Construção a seco avança em Goiás, mas ainda enfrenta resistência cultural, avalia Sinduscon-GO
A construção a seco deixou de ser apenas uma tendência e já integra o cotidiano do setor da construção civil em Goiás, embora ainda enfrente barreiras, especialmente de ordem cultural. A avaliação é do Sindicato da Indústria da Construção no Estado de Goiás (Sinduscon-GO), que aponta avanço consistente do modelo nos últimos anos.
Diferentemente da alvenaria convencional, o método substitui tijolos e argamassa por estruturas de aço galvanizado e painéis pré-fabricados. Na prática, isso permite reduzir o tempo de execução das obras em até três vezes, fator considerado estratégico em um mercado aquecido.

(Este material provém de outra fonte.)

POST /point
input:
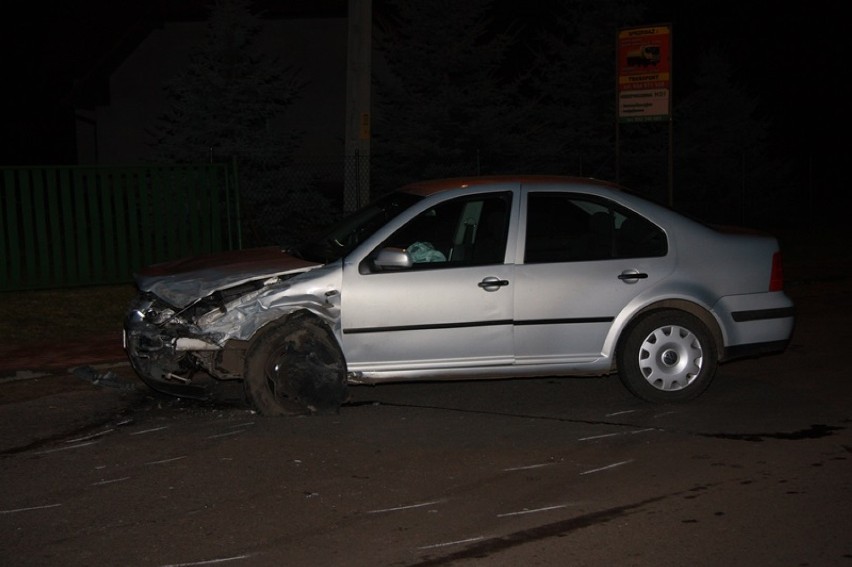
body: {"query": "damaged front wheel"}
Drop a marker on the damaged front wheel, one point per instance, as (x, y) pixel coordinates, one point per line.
(295, 367)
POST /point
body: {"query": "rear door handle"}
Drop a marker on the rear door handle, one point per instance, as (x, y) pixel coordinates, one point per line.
(630, 276)
(492, 284)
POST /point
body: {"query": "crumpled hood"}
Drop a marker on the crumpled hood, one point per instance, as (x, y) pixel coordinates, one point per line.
(181, 282)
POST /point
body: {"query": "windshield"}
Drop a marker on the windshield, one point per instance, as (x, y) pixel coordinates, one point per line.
(338, 240)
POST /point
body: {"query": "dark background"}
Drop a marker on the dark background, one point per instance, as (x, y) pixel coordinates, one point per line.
(58, 54)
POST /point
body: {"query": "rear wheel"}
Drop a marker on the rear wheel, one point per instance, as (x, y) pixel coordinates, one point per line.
(667, 356)
(295, 367)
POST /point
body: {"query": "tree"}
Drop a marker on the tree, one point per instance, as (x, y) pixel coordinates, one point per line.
(443, 108)
(226, 105)
(571, 84)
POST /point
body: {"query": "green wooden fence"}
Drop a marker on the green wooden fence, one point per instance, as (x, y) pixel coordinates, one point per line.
(79, 225)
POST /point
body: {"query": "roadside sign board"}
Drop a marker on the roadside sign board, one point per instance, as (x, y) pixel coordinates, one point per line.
(644, 74)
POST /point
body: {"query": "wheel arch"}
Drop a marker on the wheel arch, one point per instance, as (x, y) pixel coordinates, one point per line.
(232, 356)
(674, 304)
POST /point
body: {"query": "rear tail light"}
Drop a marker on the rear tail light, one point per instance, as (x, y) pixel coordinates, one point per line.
(776, 279)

Em Goiânia, o valor do metro quadrado teve valorização superior a 13% entre 2024 e 2025, segundo dados da Associação das Empresas do Mercado Imobiliário de Goiás (Ademi-GO). Enquanto na construção tradicional o desperdício de materiais pode chegar a 20%, na construção a seco esse índice gira em torno de 1%.
Segundo a entidade, o sistema, que inclui métodos industrializados como steel frame e drywall vem ganhando espaço em diferentes tipos de empreendimentos e já é reconhecido como uma alternativa viável técnica e economicamente.

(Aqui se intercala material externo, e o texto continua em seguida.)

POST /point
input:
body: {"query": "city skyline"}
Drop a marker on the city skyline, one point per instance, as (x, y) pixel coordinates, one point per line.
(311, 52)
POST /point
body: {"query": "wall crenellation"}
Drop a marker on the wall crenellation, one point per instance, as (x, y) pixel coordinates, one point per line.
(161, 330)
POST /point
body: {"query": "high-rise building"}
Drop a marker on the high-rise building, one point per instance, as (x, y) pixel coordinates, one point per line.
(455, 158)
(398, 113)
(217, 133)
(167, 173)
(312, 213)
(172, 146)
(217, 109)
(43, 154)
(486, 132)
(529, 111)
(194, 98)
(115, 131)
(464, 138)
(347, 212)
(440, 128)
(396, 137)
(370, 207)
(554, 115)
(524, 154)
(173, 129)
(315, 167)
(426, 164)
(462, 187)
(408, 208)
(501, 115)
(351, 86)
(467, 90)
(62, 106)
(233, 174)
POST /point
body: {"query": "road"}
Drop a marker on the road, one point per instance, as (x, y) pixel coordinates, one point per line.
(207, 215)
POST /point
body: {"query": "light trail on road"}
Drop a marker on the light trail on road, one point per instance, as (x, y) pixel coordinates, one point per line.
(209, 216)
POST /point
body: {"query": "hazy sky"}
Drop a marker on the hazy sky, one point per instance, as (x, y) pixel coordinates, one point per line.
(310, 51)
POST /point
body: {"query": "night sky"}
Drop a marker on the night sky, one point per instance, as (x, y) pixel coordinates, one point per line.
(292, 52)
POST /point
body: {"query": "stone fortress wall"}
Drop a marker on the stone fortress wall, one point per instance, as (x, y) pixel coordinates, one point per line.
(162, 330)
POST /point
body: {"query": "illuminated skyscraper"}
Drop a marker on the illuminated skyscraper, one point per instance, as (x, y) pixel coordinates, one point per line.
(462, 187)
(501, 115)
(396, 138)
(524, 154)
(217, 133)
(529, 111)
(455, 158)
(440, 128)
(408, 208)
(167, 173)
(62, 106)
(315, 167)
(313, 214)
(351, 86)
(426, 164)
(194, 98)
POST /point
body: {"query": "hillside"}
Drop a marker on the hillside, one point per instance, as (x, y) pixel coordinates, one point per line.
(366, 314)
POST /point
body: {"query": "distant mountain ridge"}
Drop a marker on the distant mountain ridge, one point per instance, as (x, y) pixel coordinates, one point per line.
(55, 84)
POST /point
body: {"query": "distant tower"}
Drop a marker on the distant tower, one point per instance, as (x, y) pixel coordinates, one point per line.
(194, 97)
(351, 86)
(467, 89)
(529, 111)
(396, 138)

“A construção a seco já faz parte da realidade do setor no Estado. Ela avançou nos últimos anos, ganhou espaço em diferentes tipos de empreendimento e hoje é vista como uma solução viável do ponto de vista técnico e econômico”, afirma o Sinduscon-GO.

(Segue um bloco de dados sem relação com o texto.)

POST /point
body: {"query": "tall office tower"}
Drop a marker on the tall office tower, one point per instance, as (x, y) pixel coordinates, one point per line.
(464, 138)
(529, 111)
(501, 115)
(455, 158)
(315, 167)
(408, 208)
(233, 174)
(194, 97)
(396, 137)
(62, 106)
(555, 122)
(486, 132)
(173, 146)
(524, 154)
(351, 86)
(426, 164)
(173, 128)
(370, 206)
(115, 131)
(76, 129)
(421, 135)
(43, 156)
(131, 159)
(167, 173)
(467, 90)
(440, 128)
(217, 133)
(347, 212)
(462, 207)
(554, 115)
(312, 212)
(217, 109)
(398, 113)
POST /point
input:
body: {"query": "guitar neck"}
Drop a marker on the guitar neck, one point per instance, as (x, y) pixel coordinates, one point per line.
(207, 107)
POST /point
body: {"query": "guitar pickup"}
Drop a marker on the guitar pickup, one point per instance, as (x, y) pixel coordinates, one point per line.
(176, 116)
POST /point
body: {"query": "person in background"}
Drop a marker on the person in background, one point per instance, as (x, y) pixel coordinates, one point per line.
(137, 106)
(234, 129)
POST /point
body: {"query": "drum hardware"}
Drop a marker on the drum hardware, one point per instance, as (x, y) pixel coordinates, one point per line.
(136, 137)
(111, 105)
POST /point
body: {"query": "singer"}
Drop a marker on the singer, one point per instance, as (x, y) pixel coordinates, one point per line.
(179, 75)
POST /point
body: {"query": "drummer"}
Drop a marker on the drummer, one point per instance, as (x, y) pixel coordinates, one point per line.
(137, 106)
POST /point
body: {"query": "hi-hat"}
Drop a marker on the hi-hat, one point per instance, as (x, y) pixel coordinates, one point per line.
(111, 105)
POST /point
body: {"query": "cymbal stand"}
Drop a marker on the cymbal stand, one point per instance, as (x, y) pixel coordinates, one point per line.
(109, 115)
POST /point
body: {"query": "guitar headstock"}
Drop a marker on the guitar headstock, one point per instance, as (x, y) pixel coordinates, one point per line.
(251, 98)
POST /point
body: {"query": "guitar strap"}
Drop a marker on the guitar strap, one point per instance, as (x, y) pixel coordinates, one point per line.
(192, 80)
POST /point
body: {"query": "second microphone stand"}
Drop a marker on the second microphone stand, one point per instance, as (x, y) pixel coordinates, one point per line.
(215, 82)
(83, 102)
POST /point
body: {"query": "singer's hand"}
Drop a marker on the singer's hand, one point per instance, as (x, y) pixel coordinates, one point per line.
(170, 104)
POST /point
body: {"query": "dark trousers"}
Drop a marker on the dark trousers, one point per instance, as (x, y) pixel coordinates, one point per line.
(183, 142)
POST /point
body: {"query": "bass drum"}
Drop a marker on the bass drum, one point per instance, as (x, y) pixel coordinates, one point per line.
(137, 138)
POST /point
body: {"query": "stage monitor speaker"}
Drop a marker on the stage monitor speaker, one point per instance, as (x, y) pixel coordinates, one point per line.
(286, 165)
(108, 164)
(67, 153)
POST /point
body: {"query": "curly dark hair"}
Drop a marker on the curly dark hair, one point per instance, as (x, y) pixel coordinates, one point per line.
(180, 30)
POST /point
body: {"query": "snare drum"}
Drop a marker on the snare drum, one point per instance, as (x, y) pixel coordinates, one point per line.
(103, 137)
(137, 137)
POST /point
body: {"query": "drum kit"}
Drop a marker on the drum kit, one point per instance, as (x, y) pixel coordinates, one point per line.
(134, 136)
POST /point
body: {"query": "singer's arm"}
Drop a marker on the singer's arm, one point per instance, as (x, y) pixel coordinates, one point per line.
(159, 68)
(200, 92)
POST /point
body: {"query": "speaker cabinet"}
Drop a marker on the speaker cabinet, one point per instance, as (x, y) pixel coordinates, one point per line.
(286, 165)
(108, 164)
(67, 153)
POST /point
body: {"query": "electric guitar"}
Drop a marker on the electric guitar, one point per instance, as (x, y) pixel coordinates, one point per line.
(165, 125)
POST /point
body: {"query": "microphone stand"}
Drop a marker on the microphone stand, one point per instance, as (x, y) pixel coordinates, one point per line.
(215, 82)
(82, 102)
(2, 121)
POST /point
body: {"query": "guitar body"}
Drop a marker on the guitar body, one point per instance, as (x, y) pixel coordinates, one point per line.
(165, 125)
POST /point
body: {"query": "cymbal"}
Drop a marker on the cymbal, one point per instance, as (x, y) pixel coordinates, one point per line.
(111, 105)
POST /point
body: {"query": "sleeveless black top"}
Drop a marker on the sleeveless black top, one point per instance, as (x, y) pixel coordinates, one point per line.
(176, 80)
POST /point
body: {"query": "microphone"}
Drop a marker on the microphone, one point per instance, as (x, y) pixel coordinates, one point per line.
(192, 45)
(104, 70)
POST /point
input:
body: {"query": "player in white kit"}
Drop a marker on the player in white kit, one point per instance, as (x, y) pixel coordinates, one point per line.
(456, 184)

Apesar disso, a adoção ainda não é uniforme. “Ao mesmo tempo, ainda enfrenta resistência em parte do mercado, sobretudo por uma questão cultural. Há empresas e consumidores que seguem mais identificados com os métodos convencionais, mesmo com o avanço das soluções industrializadas”, acrescenta a entidade.
Do ponto de vista econômico, o sindicato destaca que os benefícios vão além do custo direto da obra. A principal vantagem estaria na eficiência global do processo construtivo. “O principal ganho econômico da construção a seco está no conjunto da obra. Esse modelo tende a reduzir prazo de execução, desperdício de materiais, retrabalho e custos indiretos de canteiro”, pontua.
No campo ambiental, a construção a seco também se apresenta como alternativa mais sustentável. O método pode reduzir em até 90% o consumo de água, além de gerar menos resíduos. A previsibilidade também aparece como fator decisivo.
“Com mais previsibilidade, a obra ganha produtividade e o empreendedor melhora o uso do capital. Também há vantagem na redução de resíduos e na organização do processo construtivo, o que ajuda no controle do orçamento e no cumprimento dos cronogramas”, diz o Sinduscon-GO.
Outro desafio relevante é a qualificação da mão de obra. Embora haja avanços na formação de profissionais, o setor ainda não atingiu o nível considerado ideal para acompanhar uma expansão mais acelerada do modelo.
“Já existem iniciativas de capacitação e o setor tem trabalhado para ampliar a oferta de mão de obra especializada. Mesmo assim, a demanda cresce em ritmo forte, e a qualificação profissional ainda é um dos principais desafios”, avalia.
Para os próximos anos, a expectativa é de crescimento contínuo, ainda que sem substituição total dos métodos tradicionais. “A construção a seco deve ampliar de forma consistente sua presença no mercado imobiliário goiano. Não vemos isso como substituição total dos métodos tradicionais, mas como uma tendência clara de expansão”, afirma o sindicato.
Nesse cenário, o avanço deve ocorrer principalmente por meio de modelos híbridos. “O caminho mais provável é o crescimento de modelos híbridos, com uso cada vez maior de soluções industrializadas. Para nós, essa evolução é natural em um mercado que busca mais produtividade, menos desperdício e melhor desempenho econômico”, conclui o Sinduscon-GO.